For most observers, the Curve exploit no doubt felt a touch more dire in the thick of it. For one, Curve was a famously resilient protocol and a systemically important source of liquidity for stablecoins. At least twice on Sunday, July 30, the team said that the effects of the hack were mitigated, only for another exploit to drain millions — it’s enough to set anyone skittish.
The damage to the protocol may have been secondary to the hand-wringing about Curve founder Michael Egorov’s various DeFi positions.
Loans worth upwards of $110 million prior to the hack suddenly looked vulnerable, as they were backed by Curve’s beaten-down CRV governance and rewards token. A news cycle unto itself was devoted to analyzing the potential fallout of liquidation, with Aave in particular looking like a possible victim of contagion.
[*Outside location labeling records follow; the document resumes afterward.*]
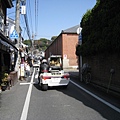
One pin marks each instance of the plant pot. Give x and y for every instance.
(3, 87)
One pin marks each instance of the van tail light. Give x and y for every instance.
(65, 77)
(44, 71)
(46, 77)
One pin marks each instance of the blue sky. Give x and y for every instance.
(48, 18)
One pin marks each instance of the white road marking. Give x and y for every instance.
(27, 83)
(98, 98)
(27, 101)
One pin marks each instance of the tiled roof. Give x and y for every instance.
(71, 30)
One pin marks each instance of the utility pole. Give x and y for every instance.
(17, 28)
(17, 22)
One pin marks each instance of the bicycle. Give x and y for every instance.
(86, 73)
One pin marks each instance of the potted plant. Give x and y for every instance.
(4, 83)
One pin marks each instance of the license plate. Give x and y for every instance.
(55, 80)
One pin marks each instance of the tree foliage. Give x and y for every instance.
(100, 29)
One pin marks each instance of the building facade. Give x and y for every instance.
(7, 48)
(65, 45)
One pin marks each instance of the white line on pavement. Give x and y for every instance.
(27, 101)
(98, 98)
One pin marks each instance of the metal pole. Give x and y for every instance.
(17, 28)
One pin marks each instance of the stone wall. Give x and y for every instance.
(101, 66)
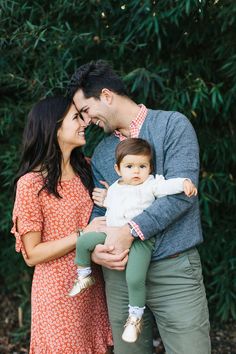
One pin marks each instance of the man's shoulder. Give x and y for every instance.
(166, 117)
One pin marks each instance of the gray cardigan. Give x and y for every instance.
(174, 220)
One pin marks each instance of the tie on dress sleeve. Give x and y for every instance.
(27, 209)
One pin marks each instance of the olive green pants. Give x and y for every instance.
(137, 267)
(176, 297)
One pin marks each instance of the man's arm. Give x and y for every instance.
(181, 159)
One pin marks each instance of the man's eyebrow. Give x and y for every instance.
(79, 110)
(83, 108)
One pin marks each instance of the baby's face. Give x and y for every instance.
(134, 169)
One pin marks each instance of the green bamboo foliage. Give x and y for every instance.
(173, 55)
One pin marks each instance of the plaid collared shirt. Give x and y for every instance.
(135, 127)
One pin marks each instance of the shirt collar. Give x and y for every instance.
(135, 124)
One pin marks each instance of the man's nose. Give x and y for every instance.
(87, 120)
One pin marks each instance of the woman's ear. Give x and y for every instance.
(107, 95)
(117, 169)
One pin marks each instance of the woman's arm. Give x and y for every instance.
(40, 252)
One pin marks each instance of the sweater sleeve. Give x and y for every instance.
(163, 187)
(181, 159)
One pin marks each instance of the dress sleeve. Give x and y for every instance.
(27, 209)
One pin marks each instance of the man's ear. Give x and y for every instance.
(107, 95)
(117, 169)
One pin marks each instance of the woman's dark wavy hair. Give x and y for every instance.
(41, 151)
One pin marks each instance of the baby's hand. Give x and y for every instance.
(189, 188)
(99, 194)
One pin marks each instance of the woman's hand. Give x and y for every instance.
(189, 188)
(98, 224)
(103, 256)
(99, 194)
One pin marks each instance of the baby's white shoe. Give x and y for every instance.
(132, 329)
(81, 284)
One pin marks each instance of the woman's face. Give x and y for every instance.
(71, 134)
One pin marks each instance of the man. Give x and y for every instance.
(175, 291)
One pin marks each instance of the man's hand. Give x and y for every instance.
(103, 256)
(119, 237)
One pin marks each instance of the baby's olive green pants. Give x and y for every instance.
(137, 267)
(175, 295)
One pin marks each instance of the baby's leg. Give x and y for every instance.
(136, 271)
(84, 246)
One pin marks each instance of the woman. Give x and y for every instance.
(53, 201)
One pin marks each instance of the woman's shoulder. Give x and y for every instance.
(30, 180)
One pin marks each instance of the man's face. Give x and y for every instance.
(97, 111)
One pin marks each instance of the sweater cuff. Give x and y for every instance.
(135, 230)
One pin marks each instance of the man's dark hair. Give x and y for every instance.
(93, 77)
(133, 146)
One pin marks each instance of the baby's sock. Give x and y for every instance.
(84, 272)
(136, 311)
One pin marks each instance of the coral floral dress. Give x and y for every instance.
(60, 324)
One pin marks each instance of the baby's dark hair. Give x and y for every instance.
(133, 146)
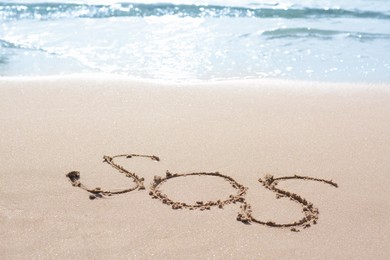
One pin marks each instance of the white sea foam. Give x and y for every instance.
(180, 41)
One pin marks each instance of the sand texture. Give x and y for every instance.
(122, 169)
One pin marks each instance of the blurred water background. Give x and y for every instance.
(339, 40)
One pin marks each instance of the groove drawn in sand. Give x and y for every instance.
(310, 212)
(74, 177)
(155, 192)
(245, 215)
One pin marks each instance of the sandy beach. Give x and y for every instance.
(245, 130)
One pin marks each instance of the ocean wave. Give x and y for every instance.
(304, 32)
(49, 11)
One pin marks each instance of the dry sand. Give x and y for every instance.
(243, 130)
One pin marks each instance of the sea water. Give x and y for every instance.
(334, 40)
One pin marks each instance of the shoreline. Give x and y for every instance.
(245, 130)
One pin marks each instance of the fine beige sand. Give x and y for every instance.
(244, 130)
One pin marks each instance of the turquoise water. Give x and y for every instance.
(345, 41)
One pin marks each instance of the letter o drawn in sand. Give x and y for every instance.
(156, 193)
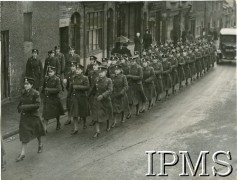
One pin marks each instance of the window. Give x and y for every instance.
(95, 30)
(28, 27)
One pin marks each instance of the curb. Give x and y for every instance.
(15, 131)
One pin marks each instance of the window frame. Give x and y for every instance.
(95, 30)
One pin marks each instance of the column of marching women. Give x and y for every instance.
(110, 89)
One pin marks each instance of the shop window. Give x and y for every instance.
(28, 27)
(95, 31)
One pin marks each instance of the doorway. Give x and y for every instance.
(5, 84)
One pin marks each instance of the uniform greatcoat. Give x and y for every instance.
(69, 78)
(167, 80)
(52, 61)
(158, 68)
(34, 69)
(69, 59)
(187, 67)
(148, 82)
(119, 95)
(102, 110)
(52, 105)
(174, 73)
(30, 123)
(181, 72)
(78, 93)
(136, 93)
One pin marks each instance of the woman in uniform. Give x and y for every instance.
(52, 105)
(80, 106)
(181, 73)
(102, 106)
(30, 123)
(148, 84)
(166, 74)
(92, 76)
(119, 95)
(136, 93)
(68, 82)
(158, 68)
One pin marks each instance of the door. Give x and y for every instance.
(5, 85)
(64, 39)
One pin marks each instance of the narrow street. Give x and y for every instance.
(200, 117)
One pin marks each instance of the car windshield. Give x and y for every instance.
(228, 38)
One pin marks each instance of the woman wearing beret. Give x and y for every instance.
(30, 123)
(34, 69)
(52, 105)
(136, 93)
(80, 106)
(148, 84)
(102, 106)
(166, 74)
(119, 95)
(68, 81)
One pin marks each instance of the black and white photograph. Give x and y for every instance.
(118, 90)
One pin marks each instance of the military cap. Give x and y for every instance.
(51, 51)
(78, 65)
(104, 59)
(102, 68)
(93, 58)
(136, 52)
(118, 66)
(164, 56)
(29, 80)
(57, 47)
(71, 48)
(51, 68)
(35, 50)
(114, 58)
(73, 63)
(97, 62)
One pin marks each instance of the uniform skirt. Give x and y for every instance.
(159, 85)
(187, 71)
(167, 81)
(150, 90)
(52, 107)
(102, 110)
(80, 105)
(175, 76)
(181, 73)
(119, 103)
(30, 127)
(198, 65)
(136, 94)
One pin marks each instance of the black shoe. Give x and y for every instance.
(74, 132)
(129, 116)
(58, 126)
(20, 158)
(113, 125)
(96, 135)
(92, 123)
(67, 123)
(40, 148)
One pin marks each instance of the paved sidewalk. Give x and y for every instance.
(10, 117)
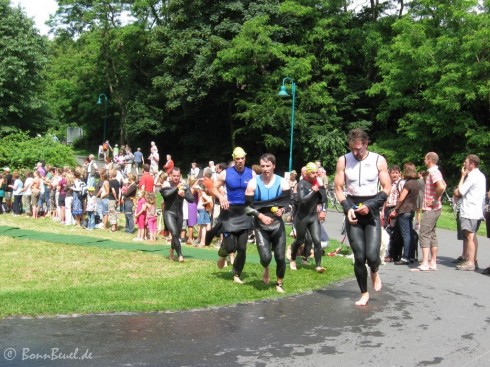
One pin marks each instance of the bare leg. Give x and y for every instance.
(425, 256)
(265, 275)
(363, 301)
(433, 258)
(472, 247)
(375, 278)
(279, 288)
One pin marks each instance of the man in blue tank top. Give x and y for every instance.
(269, 195)
(233, 222)
(362, 172)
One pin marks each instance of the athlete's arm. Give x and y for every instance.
(220, 181)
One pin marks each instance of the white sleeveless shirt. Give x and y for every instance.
(362, 177)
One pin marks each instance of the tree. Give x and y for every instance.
(435, 81)
(22, 57)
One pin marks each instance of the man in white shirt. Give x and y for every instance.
(472, 188)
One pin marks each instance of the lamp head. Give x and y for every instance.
(283, 92)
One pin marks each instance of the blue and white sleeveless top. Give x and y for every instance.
(362, 177)
(236, 184)
(263, 193)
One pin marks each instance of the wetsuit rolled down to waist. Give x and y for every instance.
(234, 223)
(365, 237)
(271, 238)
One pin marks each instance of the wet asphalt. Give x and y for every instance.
(418, 319)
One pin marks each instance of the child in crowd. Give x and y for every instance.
(151, 215)
(204, 207)
(141, 216)
(90, 208)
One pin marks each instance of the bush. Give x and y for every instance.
(20, 151)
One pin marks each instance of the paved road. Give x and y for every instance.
(418, 319)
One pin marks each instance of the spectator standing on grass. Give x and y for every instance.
(431, 211)
(114, 199)
(3, 186)
(151, 215)
(472, 188)
(17, 186)
(26, 192)
(154, 159)
(140, 216)
(404, 212)
(35, 193)
(91, 170)
(169, 165)
(139, 160)
(174, 192)
(102, 189)
(128, 197)
(8, 191)
(106, 147)
(90, 206)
In the end, however, a group of well-capitalized — if not somewhat unlikely — buyers stepped in. They hoovered up CRV in over-the-counter deals and allowed Egorov to rebalance and pay down huge swaths of his obligations. At the time of writing, his primary address counts just over $50 million in stablecoin debt — with an additional $18 million in spot CRV available for deployment.
I previously weighed in on how we might conceptualize the legacy of this hack over time in an edition of Blockworks’ Empire pod. In my view, we’re going to remember this one more for its influence in terms of how lending markets handle risk than we do for the dollar amount lost.